TEMPO Interaktif, Jakarta - Organisasi Jaringan Orang Terinfeksi HIV Indonesia (JOTHI) mengecam tindakan diskriminatif Sekolah Dasar Don Bosco 1 Kelapa Gading, Jakarta Utara, terhadap seorang calon siswa yang orang tuanya mengidap HIV. "Itu melanggar hak asasi manusia," kata Ketua Dewan Pengurus Nasional JOTHI, Heru Widarsa, kepada Tempo, Ahad, 4 Desember 2011.

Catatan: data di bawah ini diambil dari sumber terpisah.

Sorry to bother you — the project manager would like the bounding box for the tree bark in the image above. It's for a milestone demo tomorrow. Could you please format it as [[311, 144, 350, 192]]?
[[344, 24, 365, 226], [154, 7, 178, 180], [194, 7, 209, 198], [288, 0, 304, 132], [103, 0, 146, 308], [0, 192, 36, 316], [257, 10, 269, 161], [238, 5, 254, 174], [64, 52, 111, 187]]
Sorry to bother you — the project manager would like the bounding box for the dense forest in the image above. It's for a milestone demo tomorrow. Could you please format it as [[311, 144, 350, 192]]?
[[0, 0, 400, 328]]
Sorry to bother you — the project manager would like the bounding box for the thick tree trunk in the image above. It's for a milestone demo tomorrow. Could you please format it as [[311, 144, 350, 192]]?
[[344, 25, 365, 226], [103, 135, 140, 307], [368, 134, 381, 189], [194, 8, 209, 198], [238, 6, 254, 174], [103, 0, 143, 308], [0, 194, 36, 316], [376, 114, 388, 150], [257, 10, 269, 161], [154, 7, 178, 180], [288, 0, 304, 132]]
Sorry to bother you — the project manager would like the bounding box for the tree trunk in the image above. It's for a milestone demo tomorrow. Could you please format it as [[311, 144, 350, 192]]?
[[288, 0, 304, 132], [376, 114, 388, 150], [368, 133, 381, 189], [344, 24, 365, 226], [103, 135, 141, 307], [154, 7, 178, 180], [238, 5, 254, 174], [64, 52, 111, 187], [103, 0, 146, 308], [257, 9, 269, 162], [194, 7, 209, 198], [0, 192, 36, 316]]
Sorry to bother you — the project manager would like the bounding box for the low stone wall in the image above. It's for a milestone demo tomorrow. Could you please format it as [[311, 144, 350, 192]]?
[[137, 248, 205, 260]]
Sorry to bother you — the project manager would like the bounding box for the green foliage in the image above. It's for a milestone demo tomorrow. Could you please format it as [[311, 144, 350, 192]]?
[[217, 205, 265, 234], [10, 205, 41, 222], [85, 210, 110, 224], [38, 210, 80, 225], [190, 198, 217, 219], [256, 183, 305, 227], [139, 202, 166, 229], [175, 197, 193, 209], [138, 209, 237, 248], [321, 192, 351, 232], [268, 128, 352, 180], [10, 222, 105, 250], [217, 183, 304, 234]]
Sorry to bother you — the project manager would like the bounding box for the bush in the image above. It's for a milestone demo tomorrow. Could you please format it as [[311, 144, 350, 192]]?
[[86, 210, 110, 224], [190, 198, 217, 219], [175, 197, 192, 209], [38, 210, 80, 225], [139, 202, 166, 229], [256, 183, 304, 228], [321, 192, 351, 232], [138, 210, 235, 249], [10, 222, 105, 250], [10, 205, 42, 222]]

Menurut Heru, hak untuk mendapatkan pendidikan tidak ada hubungannya dengan penderita HIV. "Sikap itu amat diskriminatif," katanya. Alasan sekolah yang menyebutkan penolakan itu atas permintaan forum orang tua, kata Heru, cuma pembenaran. Ia mempertanyakan keabsahan forum itu. Dia menilai sekolah tidak memahami konteks penanggulangan HIV/AIDS. "Ini mencoreng. Masa sekolah sekelas Don Bosco tidak paham HIV."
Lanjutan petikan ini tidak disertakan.